The Alderaan Tinies

Or, "If Edward Gorey had written Star Wars." A parody of The Gashlycrumb Tinies in which no less than twenty-six trilogy and extended-universe characters perish in various nasty ways.

Author's Note: Edward Gorey was a writer and artist who specialized in slightly creepy ink drawings...characters frolicking in a vaguely sinister garden, dark hallways with half-open doors, and children in all kinds of peril. If you've never heard of him, pick of any of the Amphigorey books and, of course, The Gashlycrumb Tinies.

Spoilers: Just about every Star Wars novel. But I also killed off some characters who, in the words of Monty Python, are "not dead yet," just to make it interesting. And I do not claim to be an unbiased person.


The Alderaan Tinies

A is for Ani, who's joined with the Force;
B is for Bria—in battle, of course.

C is for Chewie: a moon fell upon him,
D for Darklighter: a TIE pilot got him.

E for the Ephant Mon, killed with the band
F is for Fey'lya, chief of command.

G is for Greedo, shot under a table,
H for the Hoth troops--use the damn cables!

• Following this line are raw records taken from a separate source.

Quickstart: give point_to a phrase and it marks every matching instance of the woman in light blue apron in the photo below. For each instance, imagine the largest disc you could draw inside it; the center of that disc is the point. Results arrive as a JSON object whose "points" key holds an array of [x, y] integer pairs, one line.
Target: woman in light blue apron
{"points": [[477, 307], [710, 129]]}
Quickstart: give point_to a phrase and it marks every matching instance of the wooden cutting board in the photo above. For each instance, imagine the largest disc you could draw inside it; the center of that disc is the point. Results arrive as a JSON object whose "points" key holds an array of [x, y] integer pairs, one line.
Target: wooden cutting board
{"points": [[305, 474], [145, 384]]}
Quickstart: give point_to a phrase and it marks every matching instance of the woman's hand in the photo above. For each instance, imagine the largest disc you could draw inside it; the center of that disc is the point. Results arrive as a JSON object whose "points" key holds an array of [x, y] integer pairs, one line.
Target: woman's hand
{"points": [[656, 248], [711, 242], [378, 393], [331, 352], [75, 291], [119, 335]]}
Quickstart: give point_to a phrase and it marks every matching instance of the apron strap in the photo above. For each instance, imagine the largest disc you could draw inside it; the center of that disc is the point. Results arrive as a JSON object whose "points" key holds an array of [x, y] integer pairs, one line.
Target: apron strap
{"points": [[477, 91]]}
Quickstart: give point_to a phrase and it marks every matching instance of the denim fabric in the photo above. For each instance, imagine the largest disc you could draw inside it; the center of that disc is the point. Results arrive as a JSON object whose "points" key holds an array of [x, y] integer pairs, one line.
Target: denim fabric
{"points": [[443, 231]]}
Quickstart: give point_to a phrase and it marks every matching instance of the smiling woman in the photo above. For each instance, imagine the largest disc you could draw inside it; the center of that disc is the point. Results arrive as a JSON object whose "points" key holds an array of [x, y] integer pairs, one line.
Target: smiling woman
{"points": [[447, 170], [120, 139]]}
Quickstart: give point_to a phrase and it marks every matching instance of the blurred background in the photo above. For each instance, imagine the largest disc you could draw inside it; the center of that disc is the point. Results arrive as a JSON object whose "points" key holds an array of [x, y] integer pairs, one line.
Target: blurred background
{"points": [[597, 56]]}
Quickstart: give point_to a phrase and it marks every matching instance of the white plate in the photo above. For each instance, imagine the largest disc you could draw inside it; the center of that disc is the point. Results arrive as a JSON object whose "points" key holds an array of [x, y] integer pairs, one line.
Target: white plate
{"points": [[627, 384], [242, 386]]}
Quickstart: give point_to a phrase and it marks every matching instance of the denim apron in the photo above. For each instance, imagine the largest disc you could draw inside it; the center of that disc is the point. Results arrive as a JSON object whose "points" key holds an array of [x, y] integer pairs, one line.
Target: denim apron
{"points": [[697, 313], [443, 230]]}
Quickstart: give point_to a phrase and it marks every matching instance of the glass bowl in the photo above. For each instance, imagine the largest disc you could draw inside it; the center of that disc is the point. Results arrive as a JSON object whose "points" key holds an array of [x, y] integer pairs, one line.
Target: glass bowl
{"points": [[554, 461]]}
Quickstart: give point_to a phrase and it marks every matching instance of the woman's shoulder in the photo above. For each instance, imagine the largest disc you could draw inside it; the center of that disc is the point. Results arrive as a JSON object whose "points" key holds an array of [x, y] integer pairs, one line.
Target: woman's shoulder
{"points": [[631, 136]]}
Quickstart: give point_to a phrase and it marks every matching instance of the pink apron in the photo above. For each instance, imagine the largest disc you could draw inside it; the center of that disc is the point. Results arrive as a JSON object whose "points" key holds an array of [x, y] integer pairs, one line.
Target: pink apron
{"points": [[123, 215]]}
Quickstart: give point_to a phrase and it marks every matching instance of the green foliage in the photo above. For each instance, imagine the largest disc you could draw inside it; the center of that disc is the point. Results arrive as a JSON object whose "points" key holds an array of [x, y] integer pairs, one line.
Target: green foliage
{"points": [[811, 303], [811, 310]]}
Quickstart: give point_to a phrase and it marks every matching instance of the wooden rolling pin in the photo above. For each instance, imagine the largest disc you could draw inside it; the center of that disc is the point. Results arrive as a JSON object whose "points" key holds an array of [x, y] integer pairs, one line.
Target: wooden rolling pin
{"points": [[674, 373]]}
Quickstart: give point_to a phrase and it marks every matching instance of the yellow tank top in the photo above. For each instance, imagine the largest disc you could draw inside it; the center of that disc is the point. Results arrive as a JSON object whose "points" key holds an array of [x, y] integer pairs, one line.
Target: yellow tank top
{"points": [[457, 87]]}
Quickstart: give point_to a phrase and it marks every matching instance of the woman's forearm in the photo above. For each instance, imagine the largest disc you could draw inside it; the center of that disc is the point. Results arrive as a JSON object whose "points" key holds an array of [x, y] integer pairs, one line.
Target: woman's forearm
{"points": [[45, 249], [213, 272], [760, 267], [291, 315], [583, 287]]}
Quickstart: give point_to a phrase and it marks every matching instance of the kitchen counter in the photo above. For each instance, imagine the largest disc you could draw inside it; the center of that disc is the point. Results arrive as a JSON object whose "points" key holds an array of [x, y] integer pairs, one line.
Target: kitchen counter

I for Imperials, the working-class guys
J is for Jagged (we wish he would die).

K is for Kun, whose shadow stretched long
L is for Lusa, attacked by the Vong.

M for Mace Windu, who's basically screwed
N is for Nom, who is bound to die soon.

O is for Obi, perceived as a menace
P is for Palpy, destroyed by his 'prentice.

Q is for Qui-Gon, impaled by a Sith
R is for Rendar, whose death's just a myth.

S for Salacious, blown up with his boss
T is for Tarkin, the Empire's loss.

U for the Ugnauts, trapped on Cloud City
V is for Vader--alas! what a pity.

W for Wes, whose death-scream was corny
X is for Xizor, unquenchably horny

Y is for Yoda, in Dagobah's mucks, and
Z is for Zeth, because fratricide sucks.